Below is the code used to create this network:
model = keras.Sequential () model.add (keras.layers.Conv2D (6, (5,5), padding='same', activation=tf.nn.tanh, input_shape=(32, 32, 1))) model.add (keras.layers.AveragePooling2D ((2, 2), strides=2)) model.add (keras.layers.Conv2D (16, (5,5), padding='same', activation=tf.nn.tanh) model.add (keras.layers.AveragePooling2D ((2, 2), strides=2)) model.add (keras.layers.Conv2D (120, (5,5), activation=tf.nn.tanh)) model.add (keras.layers.Flatten ()) model.add (keras.layers.Dense(84, activation=tf.nn.tanh)) model.add (RBFLayer(10, 0.5))#keras.layers.Dense(10, activation=tf.nn.softmax)) model.compile (optimizer = 'adam', loss = 'sparse_categorical_crossentropy', metrics=['accuracy'])
Training the system took close to 45 second per epoch achieved an accuracy of 88.9% with the test set (as seen below).
Modified LeNet 5
By changing a few critical elements from the previous LeNet CNN implementation, slightly better model accuracy can be achieved. The big changes are simply replacing the activation functions; that is relu for tanh and softmax for RBF. By doing so the accuracy improves to 90.6%.
Below is a summary of the results.
|Network Type||Accuracy||Ave. Training Time per Epoch||Min Epochs|
|Simple NN||83.86%||< 10 s||5|
|CNN 1||91.6%||~60 s||8|
|CNN 2||92.93%||~85 – 90 s||8|
|LeNet 1||88.89%||~45 s||3|
|LeNet 2||90.55%||~45 s||3|
Looking at the Results…
Below is an interactive confusion matrix showing some of the incorrectly classified results. The big things to notice include:
- There is some overlap between some of the fashion categories. For example, some shirts can be t-shirts/tops, pullovers, and perhaps even dresses. Also there is some confusion between sneakers and ankle boots.

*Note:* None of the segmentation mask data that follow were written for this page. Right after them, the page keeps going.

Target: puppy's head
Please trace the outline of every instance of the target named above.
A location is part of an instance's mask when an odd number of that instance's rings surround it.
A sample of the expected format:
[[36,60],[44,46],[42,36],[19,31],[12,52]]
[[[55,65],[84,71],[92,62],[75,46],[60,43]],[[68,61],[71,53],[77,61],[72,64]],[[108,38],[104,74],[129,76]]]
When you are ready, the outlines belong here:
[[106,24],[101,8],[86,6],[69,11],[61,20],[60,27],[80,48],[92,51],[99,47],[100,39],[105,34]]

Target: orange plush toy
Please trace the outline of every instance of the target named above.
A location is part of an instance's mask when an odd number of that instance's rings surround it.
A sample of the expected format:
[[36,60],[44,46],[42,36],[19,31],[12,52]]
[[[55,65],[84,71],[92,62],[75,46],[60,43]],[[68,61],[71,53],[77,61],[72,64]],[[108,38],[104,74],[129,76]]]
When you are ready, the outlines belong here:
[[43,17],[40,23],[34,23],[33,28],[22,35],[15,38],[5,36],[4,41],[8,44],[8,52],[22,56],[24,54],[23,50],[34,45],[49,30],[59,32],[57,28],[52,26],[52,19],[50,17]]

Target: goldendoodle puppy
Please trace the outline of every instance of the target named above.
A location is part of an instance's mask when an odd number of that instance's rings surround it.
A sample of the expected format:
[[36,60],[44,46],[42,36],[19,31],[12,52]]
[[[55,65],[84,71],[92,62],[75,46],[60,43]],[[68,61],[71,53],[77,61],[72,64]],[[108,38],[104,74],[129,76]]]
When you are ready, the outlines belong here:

- The amount of low level details in the Fashion MNIST dataset is much higher than with the regular MNIST dataset. Hence a 28×28 sized image may not capture all such details. If the images were larger, perhaps the accuracy would be somewhat improved.
- There are a few outliers in the data set that either should be removed before the model is determined, or more images of such items should be added so they aren’t outliers.
- Perhaps data augmentation should be performed to improve the accuracy of the model.